In any event, in terms of s 4 of the Arbitration Act the defence of public policy applies only in circumstances where a party to the arbitration proceedings objects to the arbitration taking place ab initio. Respondent never raised an objection on the basis of public policy, before the commencement of the arbitration proceedings in preventing the awarding of a claim which may have been contrary to public policy. The present registration proceedings discount the need for the court to look at the merits of the award. Section 4 reads:
“4 What may be arbitrated?
(1) Subject to this section, any dispute which the parties have agreed to submit to arbitration may be determined by arbitration.

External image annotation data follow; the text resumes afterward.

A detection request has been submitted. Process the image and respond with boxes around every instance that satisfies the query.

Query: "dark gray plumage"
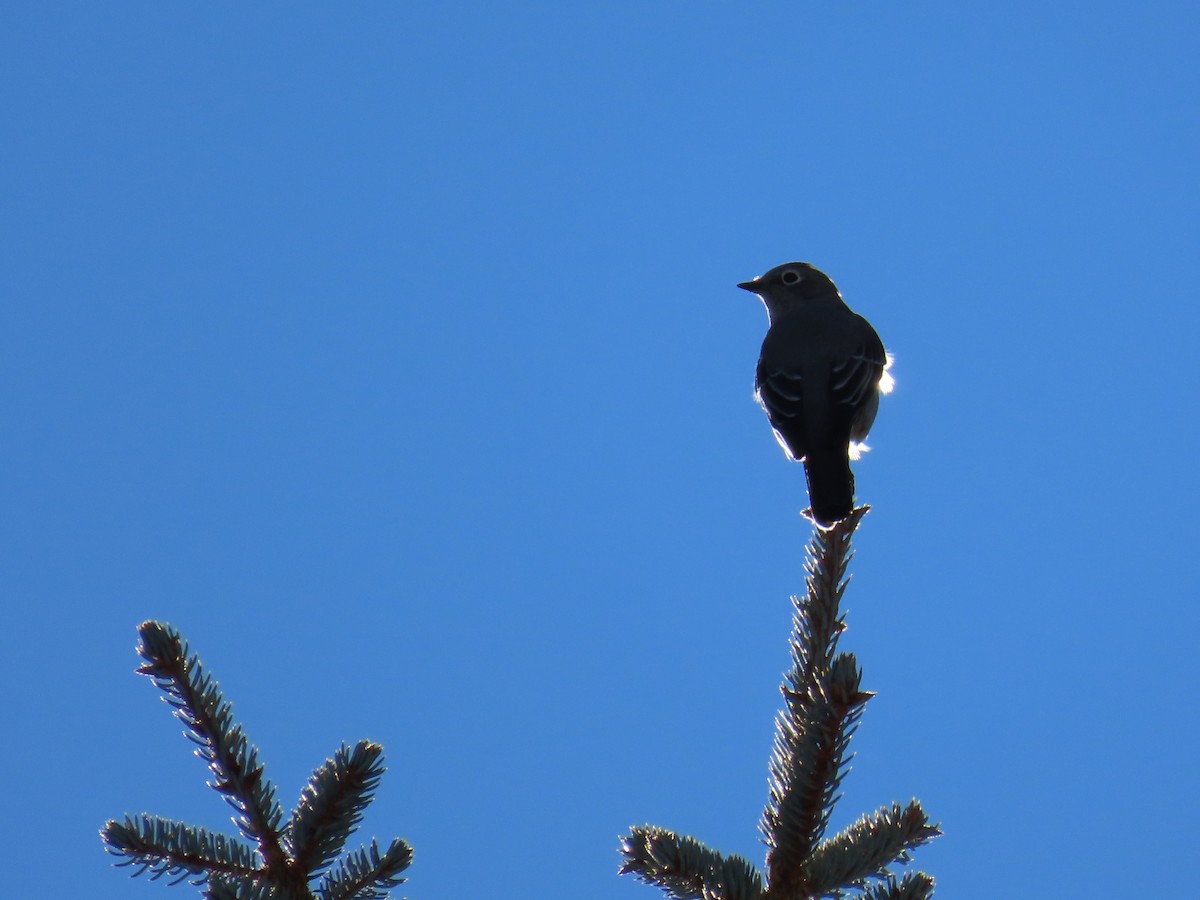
[738,263,892,527]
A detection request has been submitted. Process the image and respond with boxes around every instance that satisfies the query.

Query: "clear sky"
[0,0,1200,900]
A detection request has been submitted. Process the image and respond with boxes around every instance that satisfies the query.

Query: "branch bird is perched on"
[738,263,892,527]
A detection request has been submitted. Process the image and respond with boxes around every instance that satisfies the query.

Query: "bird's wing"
[829,316,888,418]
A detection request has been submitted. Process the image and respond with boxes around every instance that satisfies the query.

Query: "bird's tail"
[804,446,854,528]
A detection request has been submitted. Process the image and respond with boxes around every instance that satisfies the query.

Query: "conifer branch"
[808,800,941,894]
[761,506,871,893]
[101,812,258,884]
[101,622,413,900]
[286,740,383,875]
[204,875,283,900]
[620,826,762,900]
[317,838,413,900]
[620,506,941,900]
[862,872,934,900]
[138,622,287,870]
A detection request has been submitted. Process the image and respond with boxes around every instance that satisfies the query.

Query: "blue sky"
[0,2,1200,900]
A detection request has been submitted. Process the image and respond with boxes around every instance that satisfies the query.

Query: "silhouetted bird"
[738,263,892,527]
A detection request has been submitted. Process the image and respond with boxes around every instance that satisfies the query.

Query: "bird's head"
[738,263,841,312]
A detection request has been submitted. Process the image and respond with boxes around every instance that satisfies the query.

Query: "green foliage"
[620,506,941,900]
[101,622,413,900]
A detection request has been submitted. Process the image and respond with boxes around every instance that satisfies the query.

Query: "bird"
[738,263,892,529]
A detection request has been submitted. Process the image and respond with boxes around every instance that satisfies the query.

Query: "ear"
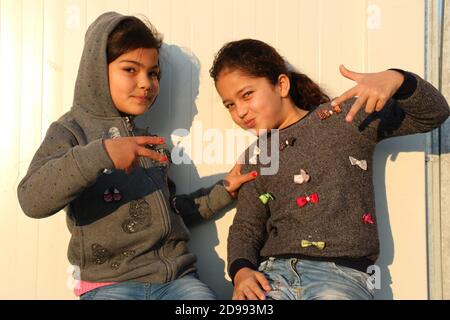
[278,74,291,98]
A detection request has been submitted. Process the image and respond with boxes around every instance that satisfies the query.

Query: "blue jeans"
[80,273,216,300]
[258,258,374,300]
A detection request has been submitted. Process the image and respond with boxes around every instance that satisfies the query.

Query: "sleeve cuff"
[389,69,417,100]
[229,259,257,284]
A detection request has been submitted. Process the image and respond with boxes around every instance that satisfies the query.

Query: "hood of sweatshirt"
[72,12,130,118]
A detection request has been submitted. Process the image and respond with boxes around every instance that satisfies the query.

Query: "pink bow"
[363,213,375,224]
[297,193,319,208]
[294,169,311,184]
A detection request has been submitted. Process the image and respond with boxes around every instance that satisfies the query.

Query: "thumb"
[239,171,258,183]
[339,64,362,82]
[255,272,272,291]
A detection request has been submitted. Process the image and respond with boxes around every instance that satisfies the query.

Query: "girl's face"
[216,69,289,135]
[108,48,160,116]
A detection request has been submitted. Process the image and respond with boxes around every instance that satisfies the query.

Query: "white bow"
[349,157,367,171]
[249,146,261,165]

(2) The following matters shall not be capable of determination by arbitration—
(a) an agreement that is contrary to public policy; or
(b) a dispute which, in terms of any law, may not be determined by arbitration; or
(c) a criminal case; or
(d) a matrimonial cause or a matter relating to status, unless the High Court gives leave for it to be determined by arbitration; or……………….”
There is no substance in the respondent’s attempts at resisting the inevitable and lawful registration of the awards.
Finally, in applications for the registration of an arbitration awards, the court does not enquire into the merits of the application. See Elvis Ndhlovu v Higher Learning Centre HB 86/10; Jeremiah Jaja v National Employment Council for the Engineering, Iron and Steel industry HH 100/16.
Accordingly, I find no merit in respondent’s opposition to the registration.
In the result, and having heard the parties, I ordered as follows:
- The arbitral award dated 15th January 2016 issued by the Honourable Arbitrator Matongera in favour of the applicants be and is hereby registered as an order of this court in terms of s 98 (14) of the Labour Act [Chapter 28:01]
- In terms of the said award, the respondent is hereby ordered to pay the applicants the following amounts:
- Chamunorwa Chigora US $7,368-90
- Zvinamakona ChengetaUS$ 10,283-13
- Alice MandazaUS$6,154-06
- The respondent shall pay the applicants’ costs of suit.